Kaybedecek Birşeyim Yok...

51 29 8
                                    

Başıma geleceklerden dolayı üzülmüyordum. Bir yanım sana daha fazla ne yapabilir ki zaten yapacağını aylar önce yaptı derken diğer yanım bu pişmalığımın Aral'a vereceği zarardan dolayı olacağını söylüyordu. Ya doğruysa şuan hiç mantıklı düşünemediğimin farkındaydım. Beynim işlevini yitirmiş gibi davranıp yalnızca olayları akışına bırakıyordu. Peki ya bunun zamanı mıydı? Beynim bedenimin harekete geçmesi gerekirken hiç birşey yapmaksızın durması doğrumuydu?

"-Götürün "
 
Diye duyduğum kükreme sesi ile düşüncelerimden sıyrılıp harekete geçmeye başladım ne kadar başarabilirsem..En azından zaman kazanabilirdim.
 
"-Hayır(!) Bırakın onu, o size hiç birşey yapmadı bırakın"
 
Diye her nekadar bağırsam bile beni umursamayan adamlar  Aralı kollarından tutarak sürüklemeye devam ediyordu.  Herzaman ki gibi çaresizliğim cebimden çıkıp bana "merhaba" dedi . Adamlar Aralı sürüklerken kapıdan tam çıkacakları anda dışarıda iki adam içeri girdi. Ve hızla lanetin yanına geldiler.
 
"- Abi Olcay ve adamları geliyor"
  
  "- Allah kahretsin hemen şu iti alın bir yerden çıkaramadınız "
 
  "- Abi alamayız işimizi zorlaştırır hadi abi "
 
Lanet daha fazla dayanamayıp köşede duran cam sehpaya hızla bir tekme atıp yerle bir etti. Adamlara eliyle birşeyler işaret edince Aralı kapının önüne fırlattılar .
  
"- Yürüyün lan ozaman şunu da almayı unutmayın"

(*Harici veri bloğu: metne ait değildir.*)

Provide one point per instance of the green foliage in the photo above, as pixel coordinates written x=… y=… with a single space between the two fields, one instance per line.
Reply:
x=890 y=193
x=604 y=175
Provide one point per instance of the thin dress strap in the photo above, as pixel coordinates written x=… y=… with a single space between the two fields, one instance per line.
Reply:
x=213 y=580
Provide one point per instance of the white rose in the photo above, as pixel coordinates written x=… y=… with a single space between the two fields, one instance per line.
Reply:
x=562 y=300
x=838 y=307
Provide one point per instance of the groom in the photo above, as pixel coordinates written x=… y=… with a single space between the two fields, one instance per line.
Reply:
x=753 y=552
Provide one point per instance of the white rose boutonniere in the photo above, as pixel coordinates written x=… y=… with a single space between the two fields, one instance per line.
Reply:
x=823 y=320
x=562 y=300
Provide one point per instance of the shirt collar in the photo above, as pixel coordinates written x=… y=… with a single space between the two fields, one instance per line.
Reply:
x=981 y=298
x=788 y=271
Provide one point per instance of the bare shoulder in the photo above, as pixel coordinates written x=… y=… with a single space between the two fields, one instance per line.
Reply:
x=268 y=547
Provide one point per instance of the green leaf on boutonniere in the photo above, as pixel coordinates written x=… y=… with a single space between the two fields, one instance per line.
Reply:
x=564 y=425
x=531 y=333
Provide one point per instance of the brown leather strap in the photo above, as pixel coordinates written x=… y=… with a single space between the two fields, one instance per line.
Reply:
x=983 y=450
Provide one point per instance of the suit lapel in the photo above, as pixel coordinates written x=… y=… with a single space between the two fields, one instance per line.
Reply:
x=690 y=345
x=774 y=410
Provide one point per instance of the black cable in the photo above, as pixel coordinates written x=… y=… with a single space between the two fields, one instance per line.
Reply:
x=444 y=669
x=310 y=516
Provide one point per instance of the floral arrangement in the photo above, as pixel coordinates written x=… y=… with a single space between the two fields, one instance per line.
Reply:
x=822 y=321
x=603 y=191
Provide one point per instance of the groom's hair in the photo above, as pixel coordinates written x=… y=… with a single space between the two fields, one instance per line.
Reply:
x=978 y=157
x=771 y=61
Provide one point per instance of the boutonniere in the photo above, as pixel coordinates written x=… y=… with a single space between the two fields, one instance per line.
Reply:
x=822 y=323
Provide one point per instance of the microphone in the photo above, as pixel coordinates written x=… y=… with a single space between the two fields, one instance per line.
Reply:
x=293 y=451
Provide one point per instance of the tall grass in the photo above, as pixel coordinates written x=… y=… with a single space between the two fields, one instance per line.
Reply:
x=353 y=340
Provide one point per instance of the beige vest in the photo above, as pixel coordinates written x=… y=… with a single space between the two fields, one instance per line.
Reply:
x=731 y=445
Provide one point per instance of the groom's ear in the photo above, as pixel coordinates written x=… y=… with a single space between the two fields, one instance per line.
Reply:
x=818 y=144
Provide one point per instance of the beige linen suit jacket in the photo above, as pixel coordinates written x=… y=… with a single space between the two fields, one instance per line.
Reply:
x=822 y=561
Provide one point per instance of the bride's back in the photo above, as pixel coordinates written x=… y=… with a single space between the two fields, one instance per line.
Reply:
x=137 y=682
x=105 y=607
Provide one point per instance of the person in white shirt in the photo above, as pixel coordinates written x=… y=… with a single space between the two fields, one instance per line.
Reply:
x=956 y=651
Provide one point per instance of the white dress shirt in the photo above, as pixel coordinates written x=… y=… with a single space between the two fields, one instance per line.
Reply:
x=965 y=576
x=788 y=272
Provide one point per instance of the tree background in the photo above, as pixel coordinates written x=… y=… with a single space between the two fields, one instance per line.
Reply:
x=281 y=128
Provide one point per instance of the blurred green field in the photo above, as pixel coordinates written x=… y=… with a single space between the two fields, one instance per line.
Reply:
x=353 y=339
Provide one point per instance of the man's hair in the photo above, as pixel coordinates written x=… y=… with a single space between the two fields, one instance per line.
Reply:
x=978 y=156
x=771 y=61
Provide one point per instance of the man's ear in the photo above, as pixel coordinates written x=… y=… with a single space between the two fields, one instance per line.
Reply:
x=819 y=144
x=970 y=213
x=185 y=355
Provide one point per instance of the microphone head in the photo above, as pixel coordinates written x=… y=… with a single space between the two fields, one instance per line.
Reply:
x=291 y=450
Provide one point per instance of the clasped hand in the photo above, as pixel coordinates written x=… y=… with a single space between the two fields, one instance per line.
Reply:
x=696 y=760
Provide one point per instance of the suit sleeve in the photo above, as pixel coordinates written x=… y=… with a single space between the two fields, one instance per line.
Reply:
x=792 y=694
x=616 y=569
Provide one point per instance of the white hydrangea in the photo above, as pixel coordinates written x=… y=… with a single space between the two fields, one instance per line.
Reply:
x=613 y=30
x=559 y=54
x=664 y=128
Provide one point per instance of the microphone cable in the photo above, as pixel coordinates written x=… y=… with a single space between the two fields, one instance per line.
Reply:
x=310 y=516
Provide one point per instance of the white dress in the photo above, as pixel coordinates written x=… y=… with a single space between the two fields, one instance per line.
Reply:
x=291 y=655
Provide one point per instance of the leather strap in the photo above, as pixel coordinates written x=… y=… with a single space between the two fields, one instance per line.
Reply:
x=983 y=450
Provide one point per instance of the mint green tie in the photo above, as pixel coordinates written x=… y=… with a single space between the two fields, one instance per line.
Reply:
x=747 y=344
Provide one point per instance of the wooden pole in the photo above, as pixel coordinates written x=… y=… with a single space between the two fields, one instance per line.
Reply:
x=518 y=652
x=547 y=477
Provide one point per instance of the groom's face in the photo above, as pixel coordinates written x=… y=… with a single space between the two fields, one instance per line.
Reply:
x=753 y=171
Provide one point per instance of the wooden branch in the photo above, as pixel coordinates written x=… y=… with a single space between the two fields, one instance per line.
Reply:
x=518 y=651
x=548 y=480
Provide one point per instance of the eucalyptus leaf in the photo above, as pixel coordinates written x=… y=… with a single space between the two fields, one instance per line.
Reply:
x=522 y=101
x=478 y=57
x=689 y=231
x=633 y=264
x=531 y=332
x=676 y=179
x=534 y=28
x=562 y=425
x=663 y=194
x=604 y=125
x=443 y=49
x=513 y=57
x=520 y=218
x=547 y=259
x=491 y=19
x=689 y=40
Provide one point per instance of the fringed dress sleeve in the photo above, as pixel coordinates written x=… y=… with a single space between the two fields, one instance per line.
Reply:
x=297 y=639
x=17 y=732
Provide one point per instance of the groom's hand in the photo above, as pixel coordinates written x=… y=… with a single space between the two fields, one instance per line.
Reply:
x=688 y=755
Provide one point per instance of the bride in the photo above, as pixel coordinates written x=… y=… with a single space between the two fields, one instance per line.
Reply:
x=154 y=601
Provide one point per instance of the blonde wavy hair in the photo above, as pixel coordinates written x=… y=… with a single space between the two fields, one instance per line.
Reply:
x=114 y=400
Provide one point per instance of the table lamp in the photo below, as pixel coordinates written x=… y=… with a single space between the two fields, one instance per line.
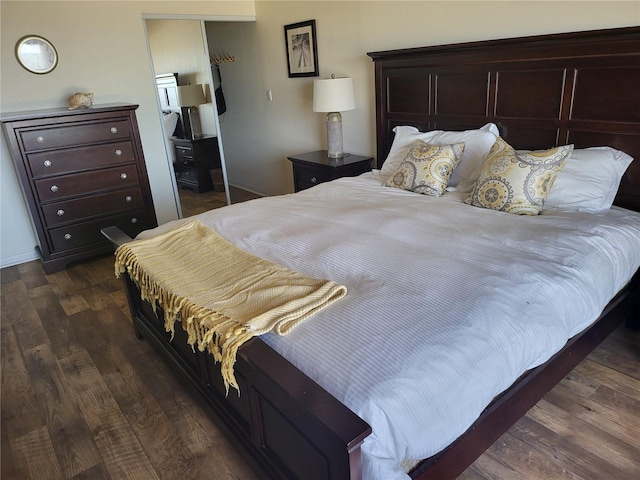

  Adamlar hızla üzerime gelince hangi ara Aral'ın yanına gittiğimi bilmeden başımı kaldırıp adamlara baktım. Biri hızla kolumu tutup beni sürüklemeye  başladı. Ayağımı portmanto'nun ucuna uzatıp orda sıkışmasını sağladım canım yansada bunu düşünecek halde değildim. Ellerimide kapağa uzatıp oraya tutundum. Ne olursa olsun bugün Aral'ı burda bırakıp hiç bir yere gitmeyecektim.

"-Abi gelmiyor"
 
Adamın demesiyle birlikte lanet yanıma gelip ardı ardına tokat atmaya başladı. O sırada dışarda acı bir fren sesi duyuldu bunu farkedince adamlardan biri yanına gelip

"- Abi hadi gidelim nasıl olsa hiçbir deliğe kaçamaz"
  
  Söylenen söz ile karnıma hızlı bir tekme savurup
 
  "- Elbet elime geçeceksin küçük fahişe "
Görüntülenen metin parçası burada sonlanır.